We’ve left a busy September, and heading into the last stretch of the year for home sales. Whether a home sells quickly for above its asking price is still highly dependent on whether it’s over or under the $1 million mark.

As the data shows us again for the past month, properties in the sweet spot over $500,000-$1 million are typically selling quickly and getting more money than the listing price. In September, we even saw some in the $1.5 to just over $2 million range sell in less than a month.

But, once again, those over $2.5 million price are lagging behind. The homes in that price range that did sell either sat on the market for a while or executed a significant price reduction prior to receiving offers.

Still, houses are selling. That said, it’s taking longer than sellers are used to, and price cuts may be necessary.


Looking to the end of the year


Based on past years, we’re still set to see two key activity spurts expected this fall — one in October, from buyers who want to be moved in by Thanksgiving. The next will come in November, for buyers wanting to move in before the holidays or those wanting to make settlement before the end of the year for tax purposes.

But that’s no guarantee a home over $2.5 million will sell. It’s frustrating for sellers and for their brokers when a home that seemingly has everything a buyer needs sits on the market. I have a listing like that right now. It’s a real head scratcher — it ticks all the boxes. It’s in a prime neighborhood, a great value, has a desirable layout, and the perfect number of bedrooms and baths. Either the buyers in this segment have purchased for the year, or the next buyer is days or weeks away from acting. It only takes one buyer to buy a house.

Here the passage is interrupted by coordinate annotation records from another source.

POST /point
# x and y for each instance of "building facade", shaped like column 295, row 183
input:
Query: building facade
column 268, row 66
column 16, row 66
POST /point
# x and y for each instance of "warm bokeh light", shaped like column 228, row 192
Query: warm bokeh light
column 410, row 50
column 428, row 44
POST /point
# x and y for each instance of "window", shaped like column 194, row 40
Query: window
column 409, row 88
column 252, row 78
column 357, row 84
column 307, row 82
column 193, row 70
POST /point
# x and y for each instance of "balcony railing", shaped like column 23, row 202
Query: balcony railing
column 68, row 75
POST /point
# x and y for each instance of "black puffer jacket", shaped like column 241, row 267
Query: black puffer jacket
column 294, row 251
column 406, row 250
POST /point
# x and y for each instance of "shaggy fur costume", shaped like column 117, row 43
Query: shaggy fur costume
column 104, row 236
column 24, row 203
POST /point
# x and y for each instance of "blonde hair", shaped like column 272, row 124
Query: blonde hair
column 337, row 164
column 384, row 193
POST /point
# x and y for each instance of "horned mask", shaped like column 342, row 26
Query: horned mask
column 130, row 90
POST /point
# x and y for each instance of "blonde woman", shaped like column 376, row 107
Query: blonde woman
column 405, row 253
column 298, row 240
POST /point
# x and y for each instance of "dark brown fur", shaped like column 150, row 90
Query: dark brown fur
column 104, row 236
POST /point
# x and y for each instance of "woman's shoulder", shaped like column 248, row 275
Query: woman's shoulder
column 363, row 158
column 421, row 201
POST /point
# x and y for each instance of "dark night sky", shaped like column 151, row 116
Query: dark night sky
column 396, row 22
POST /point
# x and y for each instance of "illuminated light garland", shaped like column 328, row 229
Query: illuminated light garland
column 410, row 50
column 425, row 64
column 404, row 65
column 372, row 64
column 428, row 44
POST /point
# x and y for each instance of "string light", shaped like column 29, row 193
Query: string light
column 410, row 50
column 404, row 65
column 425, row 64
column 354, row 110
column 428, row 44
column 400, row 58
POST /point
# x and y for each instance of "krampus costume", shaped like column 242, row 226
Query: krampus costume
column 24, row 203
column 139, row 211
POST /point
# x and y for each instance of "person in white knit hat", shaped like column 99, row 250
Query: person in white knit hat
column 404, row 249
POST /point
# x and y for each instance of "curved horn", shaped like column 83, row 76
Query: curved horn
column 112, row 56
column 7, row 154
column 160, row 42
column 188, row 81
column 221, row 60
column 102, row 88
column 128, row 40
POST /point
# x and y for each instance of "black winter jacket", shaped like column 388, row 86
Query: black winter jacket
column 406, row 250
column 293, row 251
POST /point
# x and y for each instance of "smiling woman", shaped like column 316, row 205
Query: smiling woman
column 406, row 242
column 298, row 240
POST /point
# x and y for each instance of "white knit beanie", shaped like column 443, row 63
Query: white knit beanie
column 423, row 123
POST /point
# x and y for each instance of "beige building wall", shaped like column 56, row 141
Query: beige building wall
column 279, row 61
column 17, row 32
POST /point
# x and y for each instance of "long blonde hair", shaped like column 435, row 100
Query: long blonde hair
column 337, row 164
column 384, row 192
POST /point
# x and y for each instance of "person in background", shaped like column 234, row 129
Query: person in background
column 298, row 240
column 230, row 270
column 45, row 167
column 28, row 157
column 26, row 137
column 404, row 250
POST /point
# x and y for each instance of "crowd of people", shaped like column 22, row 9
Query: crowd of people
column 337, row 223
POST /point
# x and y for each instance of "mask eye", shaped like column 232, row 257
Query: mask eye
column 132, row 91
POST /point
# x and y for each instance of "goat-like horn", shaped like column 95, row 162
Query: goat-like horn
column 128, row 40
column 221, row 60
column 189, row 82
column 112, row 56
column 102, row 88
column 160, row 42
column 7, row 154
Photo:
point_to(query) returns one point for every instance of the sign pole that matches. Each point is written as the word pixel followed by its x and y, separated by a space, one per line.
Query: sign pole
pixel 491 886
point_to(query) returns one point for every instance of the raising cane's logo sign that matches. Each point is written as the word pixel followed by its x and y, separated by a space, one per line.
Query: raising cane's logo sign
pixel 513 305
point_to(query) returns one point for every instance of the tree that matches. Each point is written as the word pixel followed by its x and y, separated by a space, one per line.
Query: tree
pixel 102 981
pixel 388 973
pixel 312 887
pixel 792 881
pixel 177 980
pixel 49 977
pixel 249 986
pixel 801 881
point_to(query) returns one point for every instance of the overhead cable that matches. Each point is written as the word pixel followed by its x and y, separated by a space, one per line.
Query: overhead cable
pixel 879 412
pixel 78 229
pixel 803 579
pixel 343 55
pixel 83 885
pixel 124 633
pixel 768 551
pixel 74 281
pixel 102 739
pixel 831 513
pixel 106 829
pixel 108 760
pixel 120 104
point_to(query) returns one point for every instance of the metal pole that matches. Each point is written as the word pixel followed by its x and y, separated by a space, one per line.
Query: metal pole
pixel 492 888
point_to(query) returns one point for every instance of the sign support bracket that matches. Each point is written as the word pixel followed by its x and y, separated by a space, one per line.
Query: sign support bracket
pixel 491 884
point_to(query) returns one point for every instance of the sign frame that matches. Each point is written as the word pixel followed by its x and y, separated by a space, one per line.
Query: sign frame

Only time will tell.


Taking control of the situation


Despite doing everything we can, sometimes there are market forces beyond our control. In some cases, those buyers looking for homes above $2.5 million have already bought for the year. That’s something I can’t control and neither can my sellers. So I concentrate on the things I can control, working my contacts and network of other brokers and relocation specialists, keeping my marketing and advertising current, and following up immediately on any inquiries.



If you’re selling now


I remain positive heading into the end of the year, though some people will warn there’s a seasonal slump coming after Thanksgiving. I’m not a big seasonal thinker. I don’t shut off in the fourth quarter, which has resulted in great sales numbers in November and December. Most sellers only sell a home once or twice, so it can be harder for them to remain positive after being on the market for a few months.

When dealing with a frustrated seller it’s extremely important to stay calm and focus on the activities within our control. For a home that’s not selling as quickly as I’d like, communication with my clients is incredibly important. In real estate, no news isn’t good news, no news is bad news. Making sure I tell my clients in detail how I’m marketing their home this week, who I’ve contacted, what leads were followed is vital to our relationship. In some cases, this can be the deciding factor in keeping a listing or losing a listing. It gives my clients peace of mind — that it’s not going the way either of us want, but I’m pounding the pavement to get the job done.

As the year winds down, some sellers get disheartened. There are things sellers can control. You have options.


1. You stay on the market, while everyone else de-lists and regroups for the spring market. You’ll see your competition go way down. Your chances of selling go up even higher.


2. Wait until after mid-November and that spurt of activity, take it off for 90 days, then come back on in March as a new listing.


3. Consider a strategic price reduction. A move down from $2.6 million to $2.49 million (for example) opens up a whole new market.  You have now just opened your visibility to a buyer segment that was not ever looking over $2.5 million. Lower the price and — to that target market — it’s a new listing.


4. Pull it off immediately.


Right here, right now, in the over $2 million range, I like the idea of cutting the price and staying on the market. You never know when a relocating executive is going to take a job and need a premier property. In Seattle, it’s happening on a regular basis given our expansive job growth.



The good news


It’s a function of time and opportunity. There are fewer houses on the market than there were in the spring. Sellers will benefit from a smaller pool of competitive homes.

The number of jobs being created right now is off the charts — we see Seattle companies adding thousands and thousands of opportunities. Amazon is hiring, Expedia is moving downtown and we’re primed for that. All of this hiring means there’s probably someone in the Bay Area who accepts a Seattle job today, and needs a house for the relocating family in weeks, not months. And we’re in an ideal neighborhood for those people.

A fair number of these candidates filling those jobs are looking for houses above $2 million. That tap is still on.